Je me gardai de préciser à Nancy que Nola avait passé la semaine avec Harry à Martha’s Vineyard, et non pas avec Elijah Stern. Elle semblait d’ailleurs ne pas en savoir beaucoup plus sur la relation entre Nola et ce dernier.
— Je crois qu’avec Stern, c’était une sale histoire, reprit-elle. Surtout maintenant que j’y repense. Luther Caleb venait la chercher à Aurora en voiture, dans une Mustang bleue. Je sais qu’il la conduisait à Stern. Tout se faisait en cachette, évidemment, mais j’ai été témoin de cette scène, une fois. Sur le moment Nola m’avait dit : « Surtout, n’en parle jamais ! Jure-le, au nom de notre amitié. Nous aurions des ennuis toutes les deux. » Et moi : « Mais Nola, pourquoi est-ce que tu vas chez ce vieux type ? » Elle avait répondu : « Par amour. »

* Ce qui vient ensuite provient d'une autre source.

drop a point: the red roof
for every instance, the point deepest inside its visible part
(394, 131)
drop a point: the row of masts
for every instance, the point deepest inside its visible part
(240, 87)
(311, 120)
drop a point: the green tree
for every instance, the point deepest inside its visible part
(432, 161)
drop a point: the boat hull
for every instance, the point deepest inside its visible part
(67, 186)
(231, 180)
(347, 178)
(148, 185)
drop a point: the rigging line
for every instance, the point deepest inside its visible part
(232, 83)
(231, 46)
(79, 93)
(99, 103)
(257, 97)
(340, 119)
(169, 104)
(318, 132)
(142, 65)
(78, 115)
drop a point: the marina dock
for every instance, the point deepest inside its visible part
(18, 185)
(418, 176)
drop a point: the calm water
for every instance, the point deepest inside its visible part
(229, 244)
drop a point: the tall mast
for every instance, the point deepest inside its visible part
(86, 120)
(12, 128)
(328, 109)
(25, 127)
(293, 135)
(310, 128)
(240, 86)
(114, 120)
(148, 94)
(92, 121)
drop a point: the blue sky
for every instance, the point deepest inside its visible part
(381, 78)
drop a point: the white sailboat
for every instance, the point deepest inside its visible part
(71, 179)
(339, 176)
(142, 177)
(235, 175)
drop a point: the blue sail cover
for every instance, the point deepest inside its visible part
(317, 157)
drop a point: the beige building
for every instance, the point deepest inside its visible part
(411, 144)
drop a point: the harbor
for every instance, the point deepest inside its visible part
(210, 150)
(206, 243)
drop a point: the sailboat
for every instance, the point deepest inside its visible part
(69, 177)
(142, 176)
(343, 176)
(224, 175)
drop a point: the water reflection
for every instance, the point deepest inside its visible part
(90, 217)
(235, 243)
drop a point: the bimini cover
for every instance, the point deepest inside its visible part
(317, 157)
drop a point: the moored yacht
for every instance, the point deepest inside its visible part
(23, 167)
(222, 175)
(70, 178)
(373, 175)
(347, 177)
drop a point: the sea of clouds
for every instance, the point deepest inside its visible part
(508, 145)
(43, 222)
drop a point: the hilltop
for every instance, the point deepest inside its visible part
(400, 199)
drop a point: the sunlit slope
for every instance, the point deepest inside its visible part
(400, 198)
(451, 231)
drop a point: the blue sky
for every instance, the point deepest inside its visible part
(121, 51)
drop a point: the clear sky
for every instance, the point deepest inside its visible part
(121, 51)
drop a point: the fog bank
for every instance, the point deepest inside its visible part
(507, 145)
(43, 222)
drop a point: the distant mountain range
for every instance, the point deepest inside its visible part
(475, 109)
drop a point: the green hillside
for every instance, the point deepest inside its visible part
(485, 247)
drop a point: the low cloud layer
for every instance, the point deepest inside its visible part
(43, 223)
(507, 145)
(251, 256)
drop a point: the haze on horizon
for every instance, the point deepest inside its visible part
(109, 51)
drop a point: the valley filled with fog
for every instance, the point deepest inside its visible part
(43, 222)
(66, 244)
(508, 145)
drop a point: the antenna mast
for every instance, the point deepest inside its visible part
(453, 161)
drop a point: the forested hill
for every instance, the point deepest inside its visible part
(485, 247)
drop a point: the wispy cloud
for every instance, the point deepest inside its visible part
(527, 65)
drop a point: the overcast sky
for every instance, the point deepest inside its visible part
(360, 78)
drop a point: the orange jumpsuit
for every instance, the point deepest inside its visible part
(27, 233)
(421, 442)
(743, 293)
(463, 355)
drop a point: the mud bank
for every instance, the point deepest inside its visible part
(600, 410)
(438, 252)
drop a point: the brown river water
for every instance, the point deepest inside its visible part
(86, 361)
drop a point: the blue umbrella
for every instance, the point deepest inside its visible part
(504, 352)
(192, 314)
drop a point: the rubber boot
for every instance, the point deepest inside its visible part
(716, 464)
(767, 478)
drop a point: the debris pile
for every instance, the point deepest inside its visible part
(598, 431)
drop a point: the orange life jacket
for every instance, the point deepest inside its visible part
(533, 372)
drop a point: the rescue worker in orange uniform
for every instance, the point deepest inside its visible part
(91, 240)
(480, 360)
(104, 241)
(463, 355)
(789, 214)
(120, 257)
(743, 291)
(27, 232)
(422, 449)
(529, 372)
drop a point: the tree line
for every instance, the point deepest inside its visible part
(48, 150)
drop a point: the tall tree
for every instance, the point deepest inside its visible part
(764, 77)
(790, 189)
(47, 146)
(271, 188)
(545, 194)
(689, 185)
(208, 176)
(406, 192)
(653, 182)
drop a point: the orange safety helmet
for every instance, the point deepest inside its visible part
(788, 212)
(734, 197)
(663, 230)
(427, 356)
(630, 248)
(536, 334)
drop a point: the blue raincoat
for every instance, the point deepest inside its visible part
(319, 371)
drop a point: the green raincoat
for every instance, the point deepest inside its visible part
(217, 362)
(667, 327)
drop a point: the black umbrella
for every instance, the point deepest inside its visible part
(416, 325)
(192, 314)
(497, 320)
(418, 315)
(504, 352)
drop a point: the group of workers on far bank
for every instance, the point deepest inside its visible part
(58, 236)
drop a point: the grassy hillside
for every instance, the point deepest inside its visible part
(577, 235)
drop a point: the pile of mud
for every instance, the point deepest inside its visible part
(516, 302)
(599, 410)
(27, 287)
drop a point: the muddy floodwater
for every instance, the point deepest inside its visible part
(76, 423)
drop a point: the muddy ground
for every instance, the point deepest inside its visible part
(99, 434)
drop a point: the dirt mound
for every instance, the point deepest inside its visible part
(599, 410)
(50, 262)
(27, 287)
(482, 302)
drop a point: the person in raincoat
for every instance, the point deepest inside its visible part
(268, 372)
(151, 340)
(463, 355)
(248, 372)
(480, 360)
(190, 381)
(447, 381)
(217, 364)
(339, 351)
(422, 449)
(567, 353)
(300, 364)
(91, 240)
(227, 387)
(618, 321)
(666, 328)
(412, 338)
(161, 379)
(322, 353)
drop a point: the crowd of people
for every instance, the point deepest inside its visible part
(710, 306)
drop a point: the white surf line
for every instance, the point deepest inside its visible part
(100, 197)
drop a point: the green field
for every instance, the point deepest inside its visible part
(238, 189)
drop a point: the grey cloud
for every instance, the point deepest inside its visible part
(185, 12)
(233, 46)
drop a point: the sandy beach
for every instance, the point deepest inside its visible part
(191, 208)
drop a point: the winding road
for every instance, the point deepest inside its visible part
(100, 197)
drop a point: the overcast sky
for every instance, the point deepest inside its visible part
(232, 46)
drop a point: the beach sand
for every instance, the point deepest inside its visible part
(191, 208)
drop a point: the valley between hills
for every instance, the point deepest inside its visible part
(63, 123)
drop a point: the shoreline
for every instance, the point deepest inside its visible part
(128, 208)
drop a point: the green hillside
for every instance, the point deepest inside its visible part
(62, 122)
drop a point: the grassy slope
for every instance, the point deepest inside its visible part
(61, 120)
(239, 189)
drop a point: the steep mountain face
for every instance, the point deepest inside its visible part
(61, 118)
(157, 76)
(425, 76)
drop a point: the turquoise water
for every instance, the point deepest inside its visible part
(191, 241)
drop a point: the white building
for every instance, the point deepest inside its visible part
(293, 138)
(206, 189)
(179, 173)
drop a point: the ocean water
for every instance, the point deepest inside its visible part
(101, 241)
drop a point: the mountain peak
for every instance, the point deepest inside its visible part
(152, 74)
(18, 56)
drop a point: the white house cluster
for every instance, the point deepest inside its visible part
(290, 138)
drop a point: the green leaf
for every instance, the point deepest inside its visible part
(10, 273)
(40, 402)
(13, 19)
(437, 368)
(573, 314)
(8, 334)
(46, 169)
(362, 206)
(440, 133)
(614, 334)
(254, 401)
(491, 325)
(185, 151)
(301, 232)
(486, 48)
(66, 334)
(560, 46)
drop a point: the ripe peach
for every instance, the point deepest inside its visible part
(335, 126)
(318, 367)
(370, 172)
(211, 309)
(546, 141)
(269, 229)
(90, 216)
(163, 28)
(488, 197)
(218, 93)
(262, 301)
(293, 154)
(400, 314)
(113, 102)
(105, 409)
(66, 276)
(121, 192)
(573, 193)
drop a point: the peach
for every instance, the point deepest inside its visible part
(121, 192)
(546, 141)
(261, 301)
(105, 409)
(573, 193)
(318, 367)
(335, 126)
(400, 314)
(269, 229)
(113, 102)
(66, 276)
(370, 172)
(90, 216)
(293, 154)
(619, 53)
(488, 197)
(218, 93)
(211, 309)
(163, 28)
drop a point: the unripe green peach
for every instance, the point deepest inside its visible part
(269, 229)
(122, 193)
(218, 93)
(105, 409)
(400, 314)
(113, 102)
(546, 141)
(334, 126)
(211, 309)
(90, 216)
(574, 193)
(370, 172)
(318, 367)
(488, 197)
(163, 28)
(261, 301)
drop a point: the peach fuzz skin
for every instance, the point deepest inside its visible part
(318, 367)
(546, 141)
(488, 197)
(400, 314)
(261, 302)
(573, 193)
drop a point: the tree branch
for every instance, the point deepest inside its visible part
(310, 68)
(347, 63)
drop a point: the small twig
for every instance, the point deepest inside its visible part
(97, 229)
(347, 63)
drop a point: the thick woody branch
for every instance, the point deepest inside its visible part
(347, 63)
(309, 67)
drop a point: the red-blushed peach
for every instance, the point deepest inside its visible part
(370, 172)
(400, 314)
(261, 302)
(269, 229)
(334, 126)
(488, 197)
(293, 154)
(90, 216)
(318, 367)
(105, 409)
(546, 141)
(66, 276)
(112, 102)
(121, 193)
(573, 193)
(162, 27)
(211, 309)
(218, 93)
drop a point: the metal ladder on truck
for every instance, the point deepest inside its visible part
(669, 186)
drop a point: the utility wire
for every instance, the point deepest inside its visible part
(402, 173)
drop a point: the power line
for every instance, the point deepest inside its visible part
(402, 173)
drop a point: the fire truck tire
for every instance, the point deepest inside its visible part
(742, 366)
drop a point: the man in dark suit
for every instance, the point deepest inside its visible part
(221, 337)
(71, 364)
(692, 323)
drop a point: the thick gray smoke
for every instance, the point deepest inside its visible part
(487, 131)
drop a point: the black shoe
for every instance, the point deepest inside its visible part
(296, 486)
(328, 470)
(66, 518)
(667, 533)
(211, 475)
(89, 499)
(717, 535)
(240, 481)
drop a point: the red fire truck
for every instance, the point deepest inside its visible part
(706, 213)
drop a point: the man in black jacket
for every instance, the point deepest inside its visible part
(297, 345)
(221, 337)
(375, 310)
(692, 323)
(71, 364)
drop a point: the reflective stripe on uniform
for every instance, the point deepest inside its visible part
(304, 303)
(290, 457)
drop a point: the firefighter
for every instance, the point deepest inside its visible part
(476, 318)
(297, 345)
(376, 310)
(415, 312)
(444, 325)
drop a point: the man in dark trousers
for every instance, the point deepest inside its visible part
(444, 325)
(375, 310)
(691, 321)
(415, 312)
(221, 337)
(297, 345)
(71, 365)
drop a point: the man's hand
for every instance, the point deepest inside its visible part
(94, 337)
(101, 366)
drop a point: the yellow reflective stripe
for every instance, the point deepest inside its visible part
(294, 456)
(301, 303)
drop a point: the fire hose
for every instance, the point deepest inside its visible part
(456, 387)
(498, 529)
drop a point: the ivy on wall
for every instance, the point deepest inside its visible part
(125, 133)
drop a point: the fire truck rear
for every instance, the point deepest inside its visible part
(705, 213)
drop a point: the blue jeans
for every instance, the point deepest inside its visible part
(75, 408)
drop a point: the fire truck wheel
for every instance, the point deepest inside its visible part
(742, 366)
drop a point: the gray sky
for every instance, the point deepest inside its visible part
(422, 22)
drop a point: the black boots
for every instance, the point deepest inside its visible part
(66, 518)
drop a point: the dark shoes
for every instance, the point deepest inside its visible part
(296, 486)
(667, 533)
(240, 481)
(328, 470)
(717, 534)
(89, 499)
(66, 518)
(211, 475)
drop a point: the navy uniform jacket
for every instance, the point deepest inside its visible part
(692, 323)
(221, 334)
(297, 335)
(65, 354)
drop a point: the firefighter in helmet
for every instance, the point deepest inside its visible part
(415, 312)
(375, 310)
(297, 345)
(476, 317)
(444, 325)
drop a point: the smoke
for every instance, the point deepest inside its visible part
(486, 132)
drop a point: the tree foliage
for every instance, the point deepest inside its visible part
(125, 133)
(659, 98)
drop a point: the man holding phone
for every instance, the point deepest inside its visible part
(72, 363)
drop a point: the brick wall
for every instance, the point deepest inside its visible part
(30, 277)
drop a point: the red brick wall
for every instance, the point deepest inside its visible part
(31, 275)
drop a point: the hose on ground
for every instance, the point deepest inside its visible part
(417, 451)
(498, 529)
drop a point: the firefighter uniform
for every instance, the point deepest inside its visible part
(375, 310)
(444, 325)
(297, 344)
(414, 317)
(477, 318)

— Mais quand est-ce que cela a commencé ? demandai-je.
— Je ne saurais pas vous le dire. Je l’ai appris pendant l’été, sans me rappeler quand. Il s’est passé tant de choses, cet été-là. Peut-être bien que cette histoire durait depuis bien plus longtemps, peut-être même depuis des années, qui sait.
— Mais vous en avez parlé à quelqu’un finalement, non ? Lorsque Nola a disparu.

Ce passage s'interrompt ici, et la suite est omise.